I've been to Rome several times and can't get enough of the Eternal City, but I was several visits in before I visited the Vatican Museums. It's widely known that the Roman Catholic Church possesses tremendous riches, many of which can be seen in St Peter's Basilica. However a short walk round to the Museums is a mouth-gaping experience for lovers of art.
The Papal collections began with sculptures amassed by Pope Julius II between 1503 and 1513. The patronage continued under various popes throughout the centuries, culminating with the Vatican Historical Museum that was inaugurated in 1973 which was later transferred to the Papal Apartment in the Lateran Palace in 1987. To commemorate the Millennium a new entrance was opened in 2000. Even the ramp is a work of art, whether you are climbing it, or admiring it.
Vatican Museum Ramp
The Monumental Ramp (picture courtesy of the website)

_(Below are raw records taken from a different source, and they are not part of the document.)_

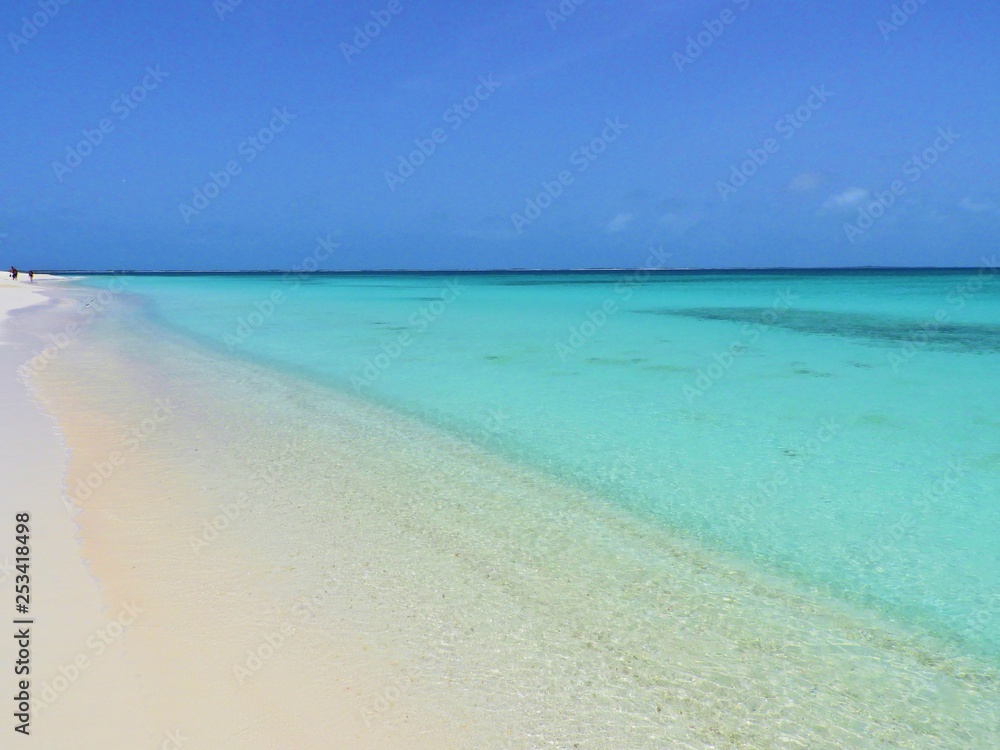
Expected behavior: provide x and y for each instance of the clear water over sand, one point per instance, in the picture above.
(727, 511)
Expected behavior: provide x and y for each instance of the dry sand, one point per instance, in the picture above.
(132, 645)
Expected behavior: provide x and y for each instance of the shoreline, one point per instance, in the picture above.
(70, 618)
(369, 602)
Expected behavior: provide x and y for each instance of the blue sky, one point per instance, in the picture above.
(731, 133)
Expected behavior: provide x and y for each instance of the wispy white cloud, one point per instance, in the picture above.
(619, 223)
(850, 198)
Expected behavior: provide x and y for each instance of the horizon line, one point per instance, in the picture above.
(595, 269)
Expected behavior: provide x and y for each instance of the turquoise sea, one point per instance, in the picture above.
(836, 433)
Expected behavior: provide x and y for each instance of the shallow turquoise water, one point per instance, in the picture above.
(838, 429)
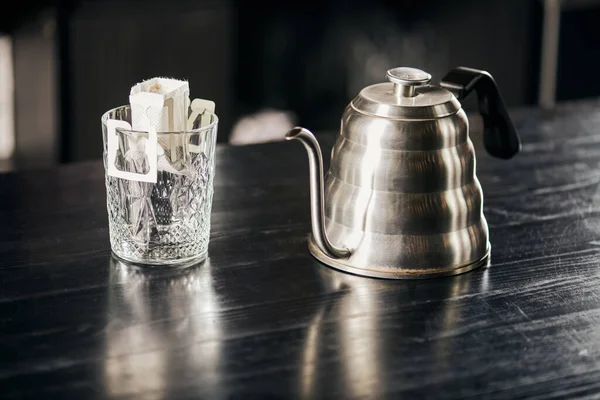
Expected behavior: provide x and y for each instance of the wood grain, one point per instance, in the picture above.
(262, 319)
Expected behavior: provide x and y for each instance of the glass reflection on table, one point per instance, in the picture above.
(154, 318)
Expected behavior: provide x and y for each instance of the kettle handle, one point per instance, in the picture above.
(499, 134)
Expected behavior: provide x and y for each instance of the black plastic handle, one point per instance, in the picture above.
(499, 134)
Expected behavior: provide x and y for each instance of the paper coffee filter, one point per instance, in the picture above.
(171, 118)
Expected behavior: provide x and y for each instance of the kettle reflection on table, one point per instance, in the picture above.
(374, 325)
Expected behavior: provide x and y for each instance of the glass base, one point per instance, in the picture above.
(177, 263)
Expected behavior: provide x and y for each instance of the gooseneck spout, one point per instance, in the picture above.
(317, 199)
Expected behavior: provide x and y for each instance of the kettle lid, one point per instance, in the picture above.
(407, 95)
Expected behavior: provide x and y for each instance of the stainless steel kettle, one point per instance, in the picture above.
(401, 199)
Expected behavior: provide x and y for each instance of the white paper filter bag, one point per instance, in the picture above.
(171, 118)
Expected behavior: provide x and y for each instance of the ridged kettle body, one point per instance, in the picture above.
(401, 198)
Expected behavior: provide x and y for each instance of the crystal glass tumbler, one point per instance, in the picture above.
(162, 220)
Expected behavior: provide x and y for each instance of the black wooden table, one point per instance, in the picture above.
(262, 319)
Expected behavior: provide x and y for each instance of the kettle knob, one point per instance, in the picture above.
(406, 79)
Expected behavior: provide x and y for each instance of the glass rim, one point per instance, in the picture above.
(187, 131)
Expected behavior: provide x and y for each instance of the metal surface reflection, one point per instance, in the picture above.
(370, 324)
(162, 326)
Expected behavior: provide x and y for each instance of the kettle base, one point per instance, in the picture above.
(399, 273)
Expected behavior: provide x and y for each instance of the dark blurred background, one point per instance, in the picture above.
(269, 64)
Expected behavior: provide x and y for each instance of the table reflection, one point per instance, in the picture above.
(154, 318)
(372, 325)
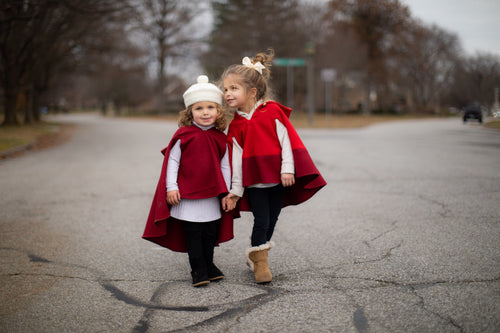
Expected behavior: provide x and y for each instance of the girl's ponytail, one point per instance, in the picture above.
(254, 73)
(266, 60)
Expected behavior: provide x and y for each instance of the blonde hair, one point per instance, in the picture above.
(250, 78)
(186, 117)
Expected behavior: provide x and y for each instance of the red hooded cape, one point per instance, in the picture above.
(199, 148)
(262, 153)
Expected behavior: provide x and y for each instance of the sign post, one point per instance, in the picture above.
(328, 76)
(289, 63)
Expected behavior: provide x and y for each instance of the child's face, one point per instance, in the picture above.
(235, 94)
(204, 113)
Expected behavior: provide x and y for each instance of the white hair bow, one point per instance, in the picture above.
(257, 66)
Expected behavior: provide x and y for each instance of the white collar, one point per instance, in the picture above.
(203, 127)
(249, 114)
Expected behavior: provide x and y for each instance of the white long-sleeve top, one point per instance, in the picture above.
(287, 164)
(199, 210)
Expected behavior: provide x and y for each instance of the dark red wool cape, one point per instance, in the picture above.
(261, 160)
(199, 177)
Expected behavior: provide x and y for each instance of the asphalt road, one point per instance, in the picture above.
(404, 238)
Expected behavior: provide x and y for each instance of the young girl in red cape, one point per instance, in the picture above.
(186, 213)
(271, 167)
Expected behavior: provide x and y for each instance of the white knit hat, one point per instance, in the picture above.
(203, 91)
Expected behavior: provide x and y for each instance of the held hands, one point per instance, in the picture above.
(287, 179)
(173, 197)
(229, 202)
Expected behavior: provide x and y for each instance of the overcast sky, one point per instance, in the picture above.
(476, 22)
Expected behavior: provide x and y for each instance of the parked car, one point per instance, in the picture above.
(473, 112)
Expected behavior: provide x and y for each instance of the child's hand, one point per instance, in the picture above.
(173, 197)
(229, 202)
(287, 179)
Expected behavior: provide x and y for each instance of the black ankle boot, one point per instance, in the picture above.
(199, 279)
(214, 273)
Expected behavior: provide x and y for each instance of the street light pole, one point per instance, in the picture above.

A visit to the Museums can take in as much as an entire day. It really depends on how long you want to stay and what you want to see. You also need to take account of the queuing factor, which can be anything up to two hours. If you visit during the summer don't forget to take cold drinks and a hat and make sure to wear comfortable shoes.
Sections of the Vatican Museums (picture courtesy of the website)
You can explore at your leisure, or there are options for guided and educational visits, such as pilgrimages, art and faith and educational. There are also signed tours for the deaf (in Italian sign language) and tactile tours for those with visual impairments.
Among the many galleries exhibiting their treasures are the Gallery of Tapestries (containing 15th to 17th century tapestries), and the Gallery of Maps, a fascinating collection illustrating exactly how much more we now know about the rest of the world.
My favourite part of the Museum is the Pinacoteca (created by Pius XI between 1922 and 1932). There are 460 paintings on view, including masterpieces from Caravaggio, Titian, Leonardo, Raphael, Veronese and Giotto.
It's not restricted to Renaissance art and spans the 12th to the 19th centuries. Arguably the most famous section of the Museums is the Sistine Chapel. In our rush to get there we took the short route and managed to miss the Raphael rooms. We had to backtrack and managed to get there just before closing time.
Obviously the Sistine Chapel is the most famous part of the galleries. Be warned: the queues are long once you're there; you are regimented in, through and out, are not allowed to make much noise and can't spend more than a few minutes gawping at the wall and ceiling frescoes with all the other tourists. Although photography is permitted everywhere else, it is prohibited in the Sistine Chapel.
The Sistine Chapel (picture courtesy of the website)
When in Rome (as they say) please make a point of visiting the Vatican Museums. If you can't make it many of the collections are online and can be viewed via the website.